Reactions of friends and family
When an individual learns that a friend or loved one has been traumatized, he or she may experience a range of emotions that are similar to the emotions of the loved one. Some of these include feelings of helplessness and confusion, anger, guilt, fear, and depression. People often want to help, but may not know what to do, feel helpless and confused in the face of the pain, and also may get conflicting messages from the survivor. Learning about a loved one's trauma can remind an individual of his or her own traumas or may overwhelm them as they imagine it as if it had been their own experience.
Frustration and impatience may also exist. Taking care of oneself allows an individual to be available to a loved one. Being able to share these responses with other supporters can be helpful and less lonely.
What can friends do if someone they care for has been traumatized?

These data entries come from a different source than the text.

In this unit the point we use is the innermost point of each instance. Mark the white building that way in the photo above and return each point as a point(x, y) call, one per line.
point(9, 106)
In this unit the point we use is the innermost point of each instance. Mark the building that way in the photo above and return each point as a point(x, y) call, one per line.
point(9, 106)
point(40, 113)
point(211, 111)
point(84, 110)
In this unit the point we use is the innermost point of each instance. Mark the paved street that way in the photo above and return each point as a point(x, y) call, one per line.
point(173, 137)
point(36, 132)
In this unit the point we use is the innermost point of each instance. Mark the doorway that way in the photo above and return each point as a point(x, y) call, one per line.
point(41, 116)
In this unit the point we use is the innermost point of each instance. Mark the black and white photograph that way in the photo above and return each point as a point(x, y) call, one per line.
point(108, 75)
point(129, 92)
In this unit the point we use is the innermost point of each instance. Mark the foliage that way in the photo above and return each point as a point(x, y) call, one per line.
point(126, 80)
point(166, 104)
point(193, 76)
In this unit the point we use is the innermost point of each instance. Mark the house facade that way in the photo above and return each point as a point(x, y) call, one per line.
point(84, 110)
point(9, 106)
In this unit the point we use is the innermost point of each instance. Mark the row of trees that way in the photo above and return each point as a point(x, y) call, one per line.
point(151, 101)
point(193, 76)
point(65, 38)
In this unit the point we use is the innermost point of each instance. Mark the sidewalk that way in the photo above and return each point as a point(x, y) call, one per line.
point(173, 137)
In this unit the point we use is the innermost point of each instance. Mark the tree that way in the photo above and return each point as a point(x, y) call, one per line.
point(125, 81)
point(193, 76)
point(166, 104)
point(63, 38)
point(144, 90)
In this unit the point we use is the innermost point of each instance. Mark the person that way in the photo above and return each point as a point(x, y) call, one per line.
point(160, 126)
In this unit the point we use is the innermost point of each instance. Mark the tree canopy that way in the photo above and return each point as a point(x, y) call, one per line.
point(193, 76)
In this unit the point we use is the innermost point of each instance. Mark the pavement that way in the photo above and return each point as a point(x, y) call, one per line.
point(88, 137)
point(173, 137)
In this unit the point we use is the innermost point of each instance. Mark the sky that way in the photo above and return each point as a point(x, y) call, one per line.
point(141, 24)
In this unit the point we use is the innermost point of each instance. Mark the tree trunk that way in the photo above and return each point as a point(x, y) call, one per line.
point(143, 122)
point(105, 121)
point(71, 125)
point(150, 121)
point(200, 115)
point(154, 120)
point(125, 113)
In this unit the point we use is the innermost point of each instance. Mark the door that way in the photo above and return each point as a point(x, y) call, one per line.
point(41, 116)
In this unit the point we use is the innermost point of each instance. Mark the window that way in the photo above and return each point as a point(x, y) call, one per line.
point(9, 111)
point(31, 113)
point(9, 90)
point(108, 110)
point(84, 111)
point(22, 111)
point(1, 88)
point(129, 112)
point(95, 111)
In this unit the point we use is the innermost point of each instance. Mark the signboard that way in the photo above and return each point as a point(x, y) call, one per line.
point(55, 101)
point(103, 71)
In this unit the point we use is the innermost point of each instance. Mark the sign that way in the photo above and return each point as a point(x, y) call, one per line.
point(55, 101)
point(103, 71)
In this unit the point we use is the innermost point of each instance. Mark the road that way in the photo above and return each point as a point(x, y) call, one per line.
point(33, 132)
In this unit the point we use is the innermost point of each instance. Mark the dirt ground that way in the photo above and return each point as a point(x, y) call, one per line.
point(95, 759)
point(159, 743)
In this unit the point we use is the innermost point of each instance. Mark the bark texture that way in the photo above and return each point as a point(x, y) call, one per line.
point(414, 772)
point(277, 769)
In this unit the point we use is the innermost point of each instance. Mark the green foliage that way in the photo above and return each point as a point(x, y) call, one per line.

Offer support and listen: Offer support by listening to survivors and letting them talk about their experiences at their own pace. Be there for the survivor. Often, friends and family of the survivor will feel a need to "problem solve" or offer advice. However, physical presence and support are usually more valuable. It is helpful not to comment on what the survivor should have done or to tell him or her what to do now.

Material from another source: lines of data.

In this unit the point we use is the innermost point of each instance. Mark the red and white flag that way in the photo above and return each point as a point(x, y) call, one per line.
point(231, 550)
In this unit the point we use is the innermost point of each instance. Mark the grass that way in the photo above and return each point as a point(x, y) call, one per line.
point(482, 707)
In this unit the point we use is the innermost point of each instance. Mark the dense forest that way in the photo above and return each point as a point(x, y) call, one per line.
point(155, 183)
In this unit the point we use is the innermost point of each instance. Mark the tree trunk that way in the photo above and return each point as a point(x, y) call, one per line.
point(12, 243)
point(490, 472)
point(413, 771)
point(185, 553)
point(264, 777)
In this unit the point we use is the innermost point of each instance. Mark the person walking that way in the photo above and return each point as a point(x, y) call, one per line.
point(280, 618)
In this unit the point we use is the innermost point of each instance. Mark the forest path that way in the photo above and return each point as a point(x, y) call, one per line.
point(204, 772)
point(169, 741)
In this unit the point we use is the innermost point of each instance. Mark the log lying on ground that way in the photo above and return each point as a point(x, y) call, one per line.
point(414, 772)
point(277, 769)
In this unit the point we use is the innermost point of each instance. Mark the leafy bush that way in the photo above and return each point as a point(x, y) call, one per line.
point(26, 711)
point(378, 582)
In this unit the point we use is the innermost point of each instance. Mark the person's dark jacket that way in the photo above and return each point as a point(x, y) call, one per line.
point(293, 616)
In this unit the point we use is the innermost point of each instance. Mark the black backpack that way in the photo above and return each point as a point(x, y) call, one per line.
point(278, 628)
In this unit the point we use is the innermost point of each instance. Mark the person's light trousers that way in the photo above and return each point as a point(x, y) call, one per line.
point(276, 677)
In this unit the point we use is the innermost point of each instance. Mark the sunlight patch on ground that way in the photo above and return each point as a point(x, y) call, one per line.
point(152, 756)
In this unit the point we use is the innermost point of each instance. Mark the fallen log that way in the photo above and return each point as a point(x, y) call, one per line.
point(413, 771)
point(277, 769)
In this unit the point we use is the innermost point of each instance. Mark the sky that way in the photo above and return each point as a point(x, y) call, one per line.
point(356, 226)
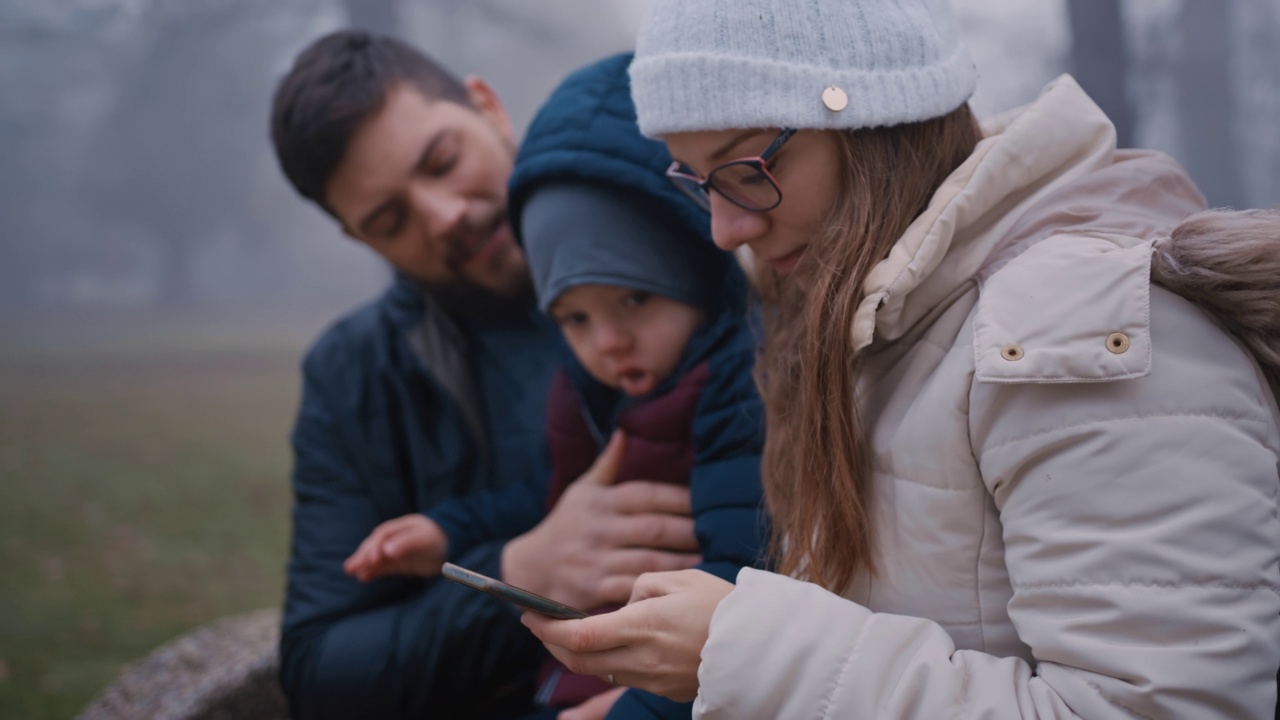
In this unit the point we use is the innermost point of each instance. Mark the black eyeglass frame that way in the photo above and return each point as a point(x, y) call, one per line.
point(699, 190)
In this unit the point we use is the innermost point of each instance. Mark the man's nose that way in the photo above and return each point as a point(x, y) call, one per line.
point(732, 226)
point(443, 210)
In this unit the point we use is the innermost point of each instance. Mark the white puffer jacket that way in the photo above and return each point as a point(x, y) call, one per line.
point(1075, 484)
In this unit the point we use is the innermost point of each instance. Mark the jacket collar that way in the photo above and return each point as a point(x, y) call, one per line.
point(1025, 155)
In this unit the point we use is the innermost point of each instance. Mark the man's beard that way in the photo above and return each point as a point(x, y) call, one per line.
point(466, 299)
point(469, 301)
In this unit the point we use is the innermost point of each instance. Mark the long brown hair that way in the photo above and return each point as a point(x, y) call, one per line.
point(817, 455)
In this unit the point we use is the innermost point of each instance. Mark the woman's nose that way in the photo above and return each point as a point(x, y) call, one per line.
point(732, 226)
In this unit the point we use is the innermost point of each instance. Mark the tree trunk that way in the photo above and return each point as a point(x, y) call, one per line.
point(1100, 60)
point(1206, 100)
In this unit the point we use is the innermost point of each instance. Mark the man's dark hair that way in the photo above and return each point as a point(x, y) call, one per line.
point(334, 86)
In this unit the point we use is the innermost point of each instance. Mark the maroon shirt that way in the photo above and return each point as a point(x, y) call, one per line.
point(659, 447)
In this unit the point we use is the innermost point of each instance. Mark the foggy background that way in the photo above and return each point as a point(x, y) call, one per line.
point(159, 279)
point(135, 167)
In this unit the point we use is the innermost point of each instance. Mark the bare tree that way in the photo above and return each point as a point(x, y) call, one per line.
point(1207, 100)
point(1100, 60)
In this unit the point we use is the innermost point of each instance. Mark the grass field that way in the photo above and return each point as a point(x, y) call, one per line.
point(144, 491)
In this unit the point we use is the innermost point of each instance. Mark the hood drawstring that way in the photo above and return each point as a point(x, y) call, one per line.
point(1229, 264)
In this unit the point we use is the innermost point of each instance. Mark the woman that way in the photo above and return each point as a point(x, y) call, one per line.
point(1014, 472)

Provide safety to communicate about the traumatic experiences: Friends can let the survivor know that they are there to listen and give support when the survivor is ready. Believe the survivor and validate his or her feelings and reactions. Rather than minimizing what the survivor has been through, be clear that the traumatic experience was not the survivor's fault. It is helpful not to question or judge what he or she did to survive. Friends can reassure the survivor of their love and concern. Friends can also communicate their support through their behavior. Small gestures of kindness can be very meaningful to survivors.
Provide another focus: Take a break from talking about the traumatic experiences. Follow the survivor's lead on when to talk about it and when to leave it behind. Allow time for mutual relaxation and pleasant and comforting activities.

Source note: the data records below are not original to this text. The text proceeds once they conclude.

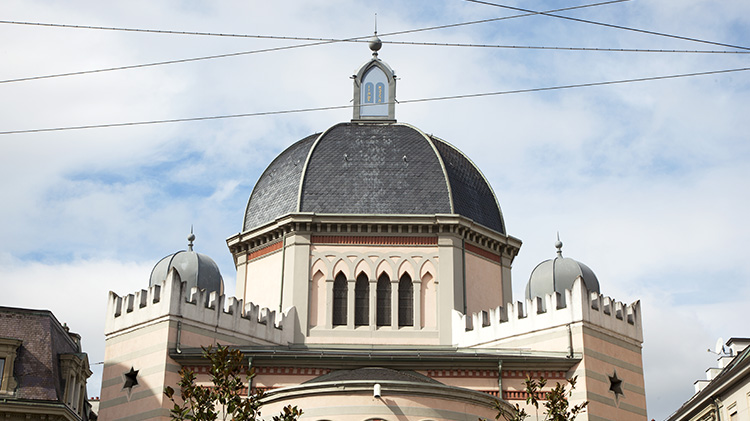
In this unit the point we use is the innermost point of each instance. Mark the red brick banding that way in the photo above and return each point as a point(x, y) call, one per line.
point(265, 250)
point(484, 253)
point(374, 240)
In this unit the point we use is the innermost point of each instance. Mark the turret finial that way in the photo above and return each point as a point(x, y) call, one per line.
point(191, 238)
point(375, 42)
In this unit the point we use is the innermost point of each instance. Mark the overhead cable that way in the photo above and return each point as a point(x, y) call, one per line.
point(232, 35)
point(318, 41)
point(338, 107)
point(608, 25)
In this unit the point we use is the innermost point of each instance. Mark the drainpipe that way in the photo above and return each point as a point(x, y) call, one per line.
point(179, 335)
point(283, 258)
point(570, 341)
point(463, 268)
point(500, 379)
point(250, 378)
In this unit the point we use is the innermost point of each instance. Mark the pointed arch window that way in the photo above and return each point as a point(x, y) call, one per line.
point(405, 301)
point(362, 301)
point(339, 300)
point(383, 299)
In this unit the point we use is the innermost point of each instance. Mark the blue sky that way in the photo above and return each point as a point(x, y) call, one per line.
point(647, 182)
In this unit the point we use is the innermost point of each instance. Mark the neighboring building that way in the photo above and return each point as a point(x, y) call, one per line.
point(374, 282)
point(725, 393)
point(43, 371)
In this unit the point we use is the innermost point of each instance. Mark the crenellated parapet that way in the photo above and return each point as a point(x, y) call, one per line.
point(171, 300)
point(550, 311)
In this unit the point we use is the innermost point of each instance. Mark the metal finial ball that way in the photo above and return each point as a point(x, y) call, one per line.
point(375, 43)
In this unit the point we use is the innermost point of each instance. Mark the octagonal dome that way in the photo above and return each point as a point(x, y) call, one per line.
point(380, 169)
point(196, 269)
point(559, 274)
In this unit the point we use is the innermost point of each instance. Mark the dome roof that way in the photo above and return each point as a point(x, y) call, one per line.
point(384, 169)
point(558, 274)
point(197, 269)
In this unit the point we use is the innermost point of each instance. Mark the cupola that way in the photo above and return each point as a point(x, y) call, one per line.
point(374, 89)
point(197, 269)
point(559, 274)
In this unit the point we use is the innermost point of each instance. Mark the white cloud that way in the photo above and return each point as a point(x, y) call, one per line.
point(644, 181)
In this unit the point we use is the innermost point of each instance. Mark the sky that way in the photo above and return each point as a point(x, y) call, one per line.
point(646, 182)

Broaden the social support network: Friends can encourage survivors to get additional support. This support may come from other friends and family members, religious institutions, support groups, self-help resources, crisis counseling agencies, or trained mental health professionals. Friends and family may also want support and may seek individual, group, couple, or family counseling if they are troubled by their trauma reactions. These include their own thoughts or images of what happened to the survivor, anxiety, depression, fears, anger, addiction, or relationship problems.
Help to return control: Friends need to respect the time and space it takes to heal. This requires patience. By respecting the survivors' wishes and allowing them to make decisions, friends help return control to them.
Education: Educate yourself about trauma and the healing process. Learn about common reactions to traumatic experiences and about resources by attending classes, viewing films, reading books, searching the internet, or talking to a counselor.
The appreciation of survivors: Survivors will appreciate the support of friends and family, although they may not always be able to express it. Such support may be especially helpful in letting survivors know they are not alone, and that eventually, when they can more closely relate to friends and loved ones, they will be there.
A family doctor, clergy person, local mental health association, state psychiatric, psychological, or social work association, or health insurer may be helpful in providing a referral to a counselor or therapist with experience in treating people affected by traumatic stress and their loved ones.